A native Californian, Angus Whyte first lived in San Francisco in the mid-sixties following his graduation from U.C. Berkeley. After graduate school at the University of Washington, with a Master's degree in French and Music, he was awarded a Fulbright Teaching Scholarship to France, later contracted with the U.S. State Department to teach mobile cinema in the Congo Republic, and subsequently studied baroque music and harpsichord at the Amsterdam Conservatory and the Salzburg Mozarteum Academy. From 1973 through 1981 he operated the Angus Whyte Gallery in Boston, Provincetown, New York City, and Washington, DC. After completing the Institute of Arts Administration program at Harvard, he served as Director of Special Events at Art Center College of Design in Pasadena from 1983 until 1990, during which time he was active on the boards of the Brody Arts Foundation, Pacific Serenades, and the California Confederation of the Arts.
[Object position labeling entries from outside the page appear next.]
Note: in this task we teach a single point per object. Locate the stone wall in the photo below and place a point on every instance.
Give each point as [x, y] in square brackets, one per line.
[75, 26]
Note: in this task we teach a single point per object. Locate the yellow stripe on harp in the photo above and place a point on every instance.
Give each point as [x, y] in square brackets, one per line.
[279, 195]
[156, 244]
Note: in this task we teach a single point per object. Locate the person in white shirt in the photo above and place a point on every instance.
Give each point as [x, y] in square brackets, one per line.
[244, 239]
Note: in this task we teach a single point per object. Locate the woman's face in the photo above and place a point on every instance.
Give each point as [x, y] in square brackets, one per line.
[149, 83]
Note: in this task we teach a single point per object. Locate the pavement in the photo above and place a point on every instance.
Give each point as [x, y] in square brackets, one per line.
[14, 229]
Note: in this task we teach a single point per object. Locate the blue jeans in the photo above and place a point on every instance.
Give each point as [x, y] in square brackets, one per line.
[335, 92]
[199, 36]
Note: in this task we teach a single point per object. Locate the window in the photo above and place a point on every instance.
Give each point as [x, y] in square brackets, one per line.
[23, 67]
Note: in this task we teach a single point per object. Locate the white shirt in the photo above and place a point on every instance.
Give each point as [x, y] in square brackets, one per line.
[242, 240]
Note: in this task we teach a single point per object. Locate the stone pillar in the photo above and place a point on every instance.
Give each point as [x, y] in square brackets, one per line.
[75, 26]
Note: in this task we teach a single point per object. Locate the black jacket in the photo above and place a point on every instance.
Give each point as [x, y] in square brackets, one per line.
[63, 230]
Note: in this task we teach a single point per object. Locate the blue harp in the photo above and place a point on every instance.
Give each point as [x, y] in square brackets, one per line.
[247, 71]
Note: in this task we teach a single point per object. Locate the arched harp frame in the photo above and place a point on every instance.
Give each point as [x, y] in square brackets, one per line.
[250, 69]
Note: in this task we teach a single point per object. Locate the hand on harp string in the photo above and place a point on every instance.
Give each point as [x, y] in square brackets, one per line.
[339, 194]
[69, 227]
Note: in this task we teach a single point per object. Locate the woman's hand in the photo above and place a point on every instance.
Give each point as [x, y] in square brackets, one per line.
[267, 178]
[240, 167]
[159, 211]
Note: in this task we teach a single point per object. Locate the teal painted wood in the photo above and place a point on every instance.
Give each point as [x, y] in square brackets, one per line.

Following a sabbatical in France from 1990 through 1993, where he renovated ancient stone buildings in Périgord, southwestern central France, Whyte returned to San Francisco, where he served as development consultant to the the capital campaign of the LGBT Community Center Project. From 1997 through 2012 he directed a philanthropic organization, Art for Healing, whose mission was to collect and place original works of art in hospitals and healthcare facilities.

Married several times to thomas grexa phillips, his book of memoirs "After-Dinner Tales" was published in 2013, and presently he is working on his next book of stories.